If you know me, then you’re already aware. But if you’re just getting aquatinted with the man behind the words, I’ll let you into my world and let you know – I’m a Paramore fan. And a huge one at that. They are, without question in my mind, my favorite band. Want proof? I pre-ordered their newly released album “Brand New Eyes” three months before it came out on September 29th. And I’m not ashamed of letting the world know.
I discovered Paramore’s greatness when I was in my mom’s 2005 Chevy Tahoe on the way home from dinner with my grandma. Not exactly you’re ideal music discovery expedition, but none the less thats where I found them.
When I got back from the expedition I got onto my computer and looked up the song I had heard on the radio, which was “Misery Business.” I found that this Paramore wasn’t half bad so I bought their entire album “Riot!” and listened to it sparingly. But I ended up falling in love with their sound. I learned a few of their songs on my guitar and decided that these guys were the real deal.

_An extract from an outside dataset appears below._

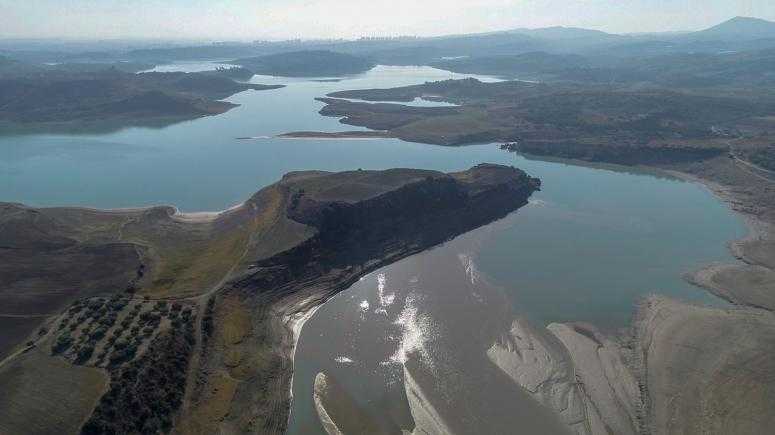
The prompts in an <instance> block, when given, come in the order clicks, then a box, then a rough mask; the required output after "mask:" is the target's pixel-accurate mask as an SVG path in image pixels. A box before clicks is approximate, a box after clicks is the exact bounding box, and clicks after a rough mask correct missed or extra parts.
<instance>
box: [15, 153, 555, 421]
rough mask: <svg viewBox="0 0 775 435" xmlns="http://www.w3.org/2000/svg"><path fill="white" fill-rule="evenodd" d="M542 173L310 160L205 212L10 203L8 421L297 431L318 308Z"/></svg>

Paramore released their first album, “All We Know is Falling” in 2005 and signed with the record label Fueled By Ramen Records. Their sophomore album, “Riot!” came out two years later in 2007 and captured two million hearts around the globe using their inspirational lyrics and highly energetic persona. But “Brand New Eyes” is a smidgen different than all of their two previous records. In “All We Know Is Falling” it was more of a grudge emo, angry sound, with heavy guitar riffs. But this was probably because because the band was going through their teenage angst stage and family problems flowed throughout the band. “Riot!” on the other hand, changed slightly by taking all of that anger and putting it into a positive effect and making lighter sounding progressions.
In “Brand New Eyes,” Paramore seems to take everything down a notch and tends to seek a more acoustic sound that makes this record more theatrical. It’s more chilled and laid back with slower beats and more a relaxed tone. The first time I listened to the entire album I was on the verge of freaking out. I kept thinking, “Where did paramore go?” “Why did they do this?” But the more I listened the more I began to love the album. They take a lot of risks that not a lot of bands usually take. For example, in a few of the songs on this record, they take lead singer, Hayley Williams, and guitarists, Josh Farro and Taylor York, on what sounds like folk acoustic guitars, yet they don’t lose their natural alternative sound.
The reality is, even if you are not a huge Paramore fan you’re going to love this album either way.
For instance, I heard the song “Brick by Boring Brick,” I was in love with it. I was initially drawn to the song through Hayley’s use of straining her voice and softening it at the right moments. The drum beat is insanely catchy. Drummer Zac Farro uses a “Smoke on the Water” approach and basically punks it into the new century.
Another song that I had a great fondness for was “Careful.” This song is the definition of alternative rock. I can picture Paramore rocking their ass’ off when they perform this song. They use stops and the element of pause in this song to build up anticipation for the listener, and then erupt with passion. It’s the complete package. The bass line is very impressive so for all you wanna-be bass players, check this song out. This song also defines everything Paramore has gone through and become in the past four years with an almost band break up, and other well hidden drama.
But a few of the songs in “Brand New Eyes” are a little more sketchy than I’d like. Though I adore all the chorus’ in all of these tracks, the verses in “Misguided Ghosts,” “Where the Lines Overlap,” and “Playing God” I think could have been worked on more. They don’t seem like they we’re the best and final product.
It would be cliche for me to say Paramore is back and better than ever, but thats exactly what’s happening here. Even through two years of basic torture and waiting between “Riot!” and “Brand New Eyes,” it was worth all of the wait. The album brings everything to the plate. Fantastic lyrics, non-stop energy, stupid cool guitar parts, and scary good beats. The problem I have with the record is most of the songs are in the same key. It gets obnoxious but after a few listens you don’t notice it that much. I’m giving this album a 3 1/2 out of 4 stars.